What role will the EU Charter of Fundamental Rights play in the future for labour law in the European Union Member States? How could it affect industrial relations in these states? These are crucial questions to which a group of eminent European labour law professors and researchers seek to offer some answers in their new book European Labour Law and the EU Charter of Fundamental Rights.
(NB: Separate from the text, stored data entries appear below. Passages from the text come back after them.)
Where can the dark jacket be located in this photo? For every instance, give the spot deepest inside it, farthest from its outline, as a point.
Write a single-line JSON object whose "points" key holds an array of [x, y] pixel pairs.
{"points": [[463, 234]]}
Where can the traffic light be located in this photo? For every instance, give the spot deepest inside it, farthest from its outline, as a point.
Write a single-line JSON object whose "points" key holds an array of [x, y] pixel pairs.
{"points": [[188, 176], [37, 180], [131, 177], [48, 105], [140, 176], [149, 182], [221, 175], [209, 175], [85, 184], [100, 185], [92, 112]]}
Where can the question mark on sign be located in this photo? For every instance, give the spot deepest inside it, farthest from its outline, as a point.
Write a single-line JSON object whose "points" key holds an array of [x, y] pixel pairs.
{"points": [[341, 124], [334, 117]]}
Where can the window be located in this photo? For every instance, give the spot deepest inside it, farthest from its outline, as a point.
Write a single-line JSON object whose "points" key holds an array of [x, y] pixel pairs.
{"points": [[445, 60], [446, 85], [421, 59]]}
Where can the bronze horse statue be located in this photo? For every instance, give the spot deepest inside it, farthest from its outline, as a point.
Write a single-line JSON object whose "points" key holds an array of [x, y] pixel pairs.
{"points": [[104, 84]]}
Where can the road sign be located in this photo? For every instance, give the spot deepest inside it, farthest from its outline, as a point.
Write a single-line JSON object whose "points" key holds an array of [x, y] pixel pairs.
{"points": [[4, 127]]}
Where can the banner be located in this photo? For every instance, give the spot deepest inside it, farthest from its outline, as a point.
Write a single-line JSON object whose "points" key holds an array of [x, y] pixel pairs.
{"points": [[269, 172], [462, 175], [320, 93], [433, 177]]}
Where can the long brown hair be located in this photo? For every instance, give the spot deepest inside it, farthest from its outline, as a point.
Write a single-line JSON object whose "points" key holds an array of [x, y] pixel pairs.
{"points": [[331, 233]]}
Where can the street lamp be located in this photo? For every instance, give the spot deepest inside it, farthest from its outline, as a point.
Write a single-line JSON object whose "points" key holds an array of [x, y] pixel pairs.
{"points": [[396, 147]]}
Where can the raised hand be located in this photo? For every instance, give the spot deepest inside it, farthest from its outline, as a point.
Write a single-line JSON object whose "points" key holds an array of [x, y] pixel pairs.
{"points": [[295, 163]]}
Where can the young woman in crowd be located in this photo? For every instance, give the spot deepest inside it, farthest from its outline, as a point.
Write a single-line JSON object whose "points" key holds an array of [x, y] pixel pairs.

 To recall the story behind the Charter: in December 2000, this text was not enshrined as an integral part of the new EU Nice treaty, but was merely 'proclaimed', to the disappointment of many, so that its legal status remained ambiguous. The draft future Treaty establishing a Constitution for Europe is clearer, insofar as it incorporates the Charter as its Part II, thereby giving it a binding character - but nobody knows whether, or when, this Treaty-Constitution will actually see the light of day and, if it does, in what shape. Yet now, as the discussions about a future EU constitution are regaining momentum, the European Court of Justice has also had its word on the role of the Charter. It has declared that "...the principal aim of the Charter... is... to reaffirm rights" which are legally binding due to their provenance from other sources recognised by EU law (Case 540/03, European Parliament v. Council, decided 27 June 2006).

 The thus strengthened Charter includes core labour law and industrial relations provisions, covering matters such as freedom of association, collective bargaining and collective action, information and consultation within the undertaking, fair and just working conditions and protection in the event of unjustified dismissal. The book European Labour Law and the EU Charter of Fundamental Rightsis a detailed commentary on the provisions of the Charter which guarantee these and other fundamental rights that are binding upon the EU institutions and the Member States. The commentary throws light on the potential of the EU Charter to shape the future labour law of Europe, an understanding of which is important for labour lawyers and industrial relations professionals, as well as for academics and policy makers in the Member States and in the EU institutions.